The Lindon-based company, which has been mired in litigation regarding ownership of the Unix computer operating system and alleged misuse of Unix source code, said its reorganization plan will "enable the company to see SCO's legal claims through to their full conclusion."

The $100 million from Stephen Norris Capital Partners and its undisclosed partners in the Middle East will finance the reorganization plan, SCO said Thursday.

Norris will take a controlling interest in SCO and take the company private. SCO said Norris has developed a business plan that features unveiling new products.

"We saw a tremendous investment opportunity in SCO and its vast range of products and services, including many new innovations ready or soon to be ready to be released into the marketplace," Stephen Norris, managing partner for Stephen Norris Capital Partners, said in a news release. "We expect to quickly develop these opportunities, and to stand behind SCO's existing base of customers and partners."

An SCO spokeswoman on Thursday declined to comment on the matter.

SCO said in a news release that its board of directors has unanimously determined that the financing and reorganization plan "is in the best long-term interest of SCO and its subsidiaries, as well as its customers, shareholders, creditors and employees."

"Not only will this deal position us to emerge from Chapter 11, but it also marks an exciting future for our business," said Jeff Hunsaker, president and chief operating officer of SCO Operations. "This significant financial backing is positive news for SCO's customers, partners and resellers who continue to request upgrades and rely upon SCO's Unix services to drive their business forward."

SCO licenses Unix software technology and provides mobile services.

Norris co-founded The Carlyle Group, a private equity and leveraged buyout firm in Washington, D.C, where he served as a founder and managing director until 1995. Information from SCO indicates that Norris has made, directed or participated in more than 125 leveraged buyouts, venture capital and real-estate equity investments totaling more than $6 billion.

He also has structured and negotiated investments of more than $1 billion on behalf of a prominent Middle Eastern investor in Citicorp, Euro Disney and the Four Seasons Hotel Co. Those investments have returned "well over" $10 billion, it said.

Norris was appointed in 1990 by then-President George H.W. Bush as one of the five members of the $68 billion Federal Retirement Thrift Investment Board.

Norris' partner, Mark Robbins, has experience in structured finance and private equity as co-founder and managing partner of Peninsula Advisors. Robbins has managed and originated more than $1.2 billion in private placements, SCO said.

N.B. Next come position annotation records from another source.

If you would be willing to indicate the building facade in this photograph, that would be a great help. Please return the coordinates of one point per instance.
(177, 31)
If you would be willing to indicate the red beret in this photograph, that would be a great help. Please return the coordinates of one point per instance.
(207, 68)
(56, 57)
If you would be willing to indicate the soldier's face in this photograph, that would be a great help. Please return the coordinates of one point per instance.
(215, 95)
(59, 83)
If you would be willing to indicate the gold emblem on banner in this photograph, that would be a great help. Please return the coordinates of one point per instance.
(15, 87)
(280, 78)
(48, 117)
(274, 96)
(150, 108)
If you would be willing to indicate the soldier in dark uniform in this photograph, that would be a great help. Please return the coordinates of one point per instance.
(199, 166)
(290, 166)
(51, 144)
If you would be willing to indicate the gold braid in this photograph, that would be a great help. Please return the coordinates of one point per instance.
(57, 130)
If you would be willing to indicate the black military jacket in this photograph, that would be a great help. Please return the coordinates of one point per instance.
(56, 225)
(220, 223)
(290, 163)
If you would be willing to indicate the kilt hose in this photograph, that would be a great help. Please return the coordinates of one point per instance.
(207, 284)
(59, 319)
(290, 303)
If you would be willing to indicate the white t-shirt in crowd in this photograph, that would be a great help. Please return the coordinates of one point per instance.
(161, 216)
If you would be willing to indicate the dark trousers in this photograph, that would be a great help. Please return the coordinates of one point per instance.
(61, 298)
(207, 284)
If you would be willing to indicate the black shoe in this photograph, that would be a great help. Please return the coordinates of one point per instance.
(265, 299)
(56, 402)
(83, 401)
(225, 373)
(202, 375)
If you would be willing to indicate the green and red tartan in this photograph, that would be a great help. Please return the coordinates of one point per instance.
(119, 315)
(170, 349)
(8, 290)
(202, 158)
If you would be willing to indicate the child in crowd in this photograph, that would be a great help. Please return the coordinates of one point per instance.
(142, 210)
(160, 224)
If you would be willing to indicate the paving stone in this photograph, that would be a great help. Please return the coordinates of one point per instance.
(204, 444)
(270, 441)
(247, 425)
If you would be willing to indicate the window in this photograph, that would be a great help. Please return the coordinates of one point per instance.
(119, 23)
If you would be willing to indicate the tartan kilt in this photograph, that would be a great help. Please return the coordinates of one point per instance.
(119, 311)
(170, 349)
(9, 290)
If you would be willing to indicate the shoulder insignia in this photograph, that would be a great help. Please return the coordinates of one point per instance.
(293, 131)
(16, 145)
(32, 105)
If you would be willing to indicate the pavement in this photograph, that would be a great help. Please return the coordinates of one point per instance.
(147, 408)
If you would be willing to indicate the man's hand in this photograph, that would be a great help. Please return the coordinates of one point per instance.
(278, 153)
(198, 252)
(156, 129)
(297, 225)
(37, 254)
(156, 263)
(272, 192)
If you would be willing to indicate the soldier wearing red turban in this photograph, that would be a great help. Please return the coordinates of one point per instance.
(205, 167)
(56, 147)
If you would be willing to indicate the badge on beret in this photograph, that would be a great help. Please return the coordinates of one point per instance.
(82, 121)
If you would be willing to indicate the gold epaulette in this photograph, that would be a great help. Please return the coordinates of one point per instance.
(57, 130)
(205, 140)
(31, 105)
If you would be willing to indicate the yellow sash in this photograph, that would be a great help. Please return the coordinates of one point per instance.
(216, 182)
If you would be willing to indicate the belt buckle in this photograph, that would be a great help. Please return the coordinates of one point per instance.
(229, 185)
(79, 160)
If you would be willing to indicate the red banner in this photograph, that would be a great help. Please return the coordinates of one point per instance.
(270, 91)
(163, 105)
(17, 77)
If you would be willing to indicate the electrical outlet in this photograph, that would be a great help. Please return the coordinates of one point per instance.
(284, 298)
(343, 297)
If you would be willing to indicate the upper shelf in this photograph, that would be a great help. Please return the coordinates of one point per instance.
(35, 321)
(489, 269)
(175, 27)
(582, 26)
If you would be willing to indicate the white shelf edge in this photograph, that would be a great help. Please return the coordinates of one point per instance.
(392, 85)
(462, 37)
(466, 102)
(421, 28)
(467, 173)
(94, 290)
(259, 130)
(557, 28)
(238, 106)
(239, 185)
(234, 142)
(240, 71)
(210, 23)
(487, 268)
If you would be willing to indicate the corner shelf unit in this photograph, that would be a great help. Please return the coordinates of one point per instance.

SCO has been in litigation with Novell Inc. about ownership of Unix copyrights and with International Business Machines Corp. about alleged misappropriation of Unix source code into Linux, an "open source" operating system whose code is freely shared.

A federal judge in August ruled that Novell owned the Unix copyrights. Novell, a seller of Linux software, had contended that SCO did not have the right to demand royalties from IBM or other Linux users. SCO filed for bankruptcy protection in September.